A woman carrying a basket of onions stumbled in the crowd, jostled by a passing horse. She fell against Liora's side, her elbow driving into Liora's ribs. The contact lasted less than a second. The woman muttered an apology, already turning away.

But Liora felt the crack in her walls.

It started small—a tremor in her hands, a sudden throb behind her temples. She tried to breathe through it, to compress herself into the smallest possible version of her being. But the crowd was too dense here, the bodies too close, and something had opened in that moment of impact, some valve she could not force closed.

The woman who had jostled her stopped. Pressed her palm to her chest. Her face went pale, then flushed, and she swayed on her feet.

Liora pushed forward, desperate now. The thread-seller. If she could just reach the thread-seller, could press herself into the corner of his stall, could—

A man near her gasped. Clutched his stomach. His eyes found her face, or the shadow where her face should be, and filled with a terror he did not understand. He stumbled backward into a flower girl, who cried out—not in pain but in sudden, inexplicable grief, tears springing to her eyes as if a switch had been thrown.

The wave spread outward. Liora felt it happening, felt herself becoming a stone dropped in still water, the ripples of anguish radiating through the crowd. A woman began to scream, high and breathless. A burly dockworker sank to his knees, retching. Children wailed. The musician's pipe hit a wrong note, then silence, as he clutched his head between his hands.

No. No. No.

Liora tried to run, but the crowd had become a frozen mass of suffering, and movement was impossible. She could see the thread-seller now, could see his face contorted in an expression of such profound loss that she knew, with horrible certainty, that he was remembering his dead wife, his dead son, every grief he had ever buried laid bare in an instant.

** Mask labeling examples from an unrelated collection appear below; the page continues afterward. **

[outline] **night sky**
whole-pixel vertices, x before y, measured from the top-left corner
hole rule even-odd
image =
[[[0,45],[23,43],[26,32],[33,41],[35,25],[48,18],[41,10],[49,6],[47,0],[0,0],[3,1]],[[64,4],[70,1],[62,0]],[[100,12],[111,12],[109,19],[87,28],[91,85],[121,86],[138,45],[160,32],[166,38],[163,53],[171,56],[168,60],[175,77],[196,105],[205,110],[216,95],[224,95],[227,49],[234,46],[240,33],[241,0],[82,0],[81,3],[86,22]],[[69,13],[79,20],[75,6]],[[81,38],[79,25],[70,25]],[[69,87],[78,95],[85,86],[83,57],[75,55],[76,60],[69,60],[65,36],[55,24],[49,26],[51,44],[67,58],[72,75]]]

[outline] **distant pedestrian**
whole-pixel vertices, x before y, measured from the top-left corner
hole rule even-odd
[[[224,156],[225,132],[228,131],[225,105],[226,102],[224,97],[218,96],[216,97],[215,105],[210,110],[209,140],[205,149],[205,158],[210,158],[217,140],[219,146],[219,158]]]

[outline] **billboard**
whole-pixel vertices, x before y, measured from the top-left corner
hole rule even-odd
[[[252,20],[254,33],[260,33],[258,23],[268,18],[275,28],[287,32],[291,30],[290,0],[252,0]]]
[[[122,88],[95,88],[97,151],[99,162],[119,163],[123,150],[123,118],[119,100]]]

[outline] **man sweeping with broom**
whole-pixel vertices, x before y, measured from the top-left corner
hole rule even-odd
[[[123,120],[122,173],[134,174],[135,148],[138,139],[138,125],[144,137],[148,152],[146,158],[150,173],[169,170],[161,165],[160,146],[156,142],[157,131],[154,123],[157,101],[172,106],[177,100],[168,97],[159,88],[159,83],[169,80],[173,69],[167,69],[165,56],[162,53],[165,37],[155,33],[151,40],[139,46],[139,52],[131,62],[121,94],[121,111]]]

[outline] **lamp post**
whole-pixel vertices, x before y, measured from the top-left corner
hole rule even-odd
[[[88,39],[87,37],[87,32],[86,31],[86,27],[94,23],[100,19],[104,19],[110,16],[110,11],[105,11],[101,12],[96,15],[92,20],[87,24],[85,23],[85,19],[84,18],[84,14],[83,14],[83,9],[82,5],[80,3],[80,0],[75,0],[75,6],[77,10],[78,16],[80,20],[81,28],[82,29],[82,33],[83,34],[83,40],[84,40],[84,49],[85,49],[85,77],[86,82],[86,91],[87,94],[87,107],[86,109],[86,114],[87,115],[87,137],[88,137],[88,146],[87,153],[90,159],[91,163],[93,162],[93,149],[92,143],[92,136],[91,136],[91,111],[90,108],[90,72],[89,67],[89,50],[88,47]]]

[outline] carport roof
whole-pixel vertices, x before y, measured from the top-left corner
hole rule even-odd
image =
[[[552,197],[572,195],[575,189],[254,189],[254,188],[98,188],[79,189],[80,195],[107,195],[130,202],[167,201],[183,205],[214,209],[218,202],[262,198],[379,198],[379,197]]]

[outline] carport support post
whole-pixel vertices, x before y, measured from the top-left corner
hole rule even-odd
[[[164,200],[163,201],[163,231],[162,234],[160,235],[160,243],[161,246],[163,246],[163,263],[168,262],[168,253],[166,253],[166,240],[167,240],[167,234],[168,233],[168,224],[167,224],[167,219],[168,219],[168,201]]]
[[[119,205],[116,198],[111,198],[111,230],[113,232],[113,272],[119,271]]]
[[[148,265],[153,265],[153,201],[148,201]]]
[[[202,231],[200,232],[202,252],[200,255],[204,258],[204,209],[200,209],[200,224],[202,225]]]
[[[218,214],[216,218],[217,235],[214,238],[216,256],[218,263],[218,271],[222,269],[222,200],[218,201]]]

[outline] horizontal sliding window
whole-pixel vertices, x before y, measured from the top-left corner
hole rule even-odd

She closed her eyes. She reached for the walls, for the silence, for the careful construction of self-denial that had defined her existence. But something had broken, and she could not find the pieces.

"Make way! City watch!"

The voice cut through the cacophony. Liora opened her eyes to see guards pushing through the crowd, their faces grim, hands on weapons. They wore leather gloves, she noticed. They always wore leather gloves when they came for her.

"Back," the lead guard commanded, not to her but to the crowd. "Everyone back. Give her space."

The crowd stumbled away, eager to escape the invisible miasma that had descended upon them. Liora stood alone in a widening circle of clear stone, her hood fallen back, her face-wrapping loosened to reveal her mouth, her chin, the desperate shape of her breathing.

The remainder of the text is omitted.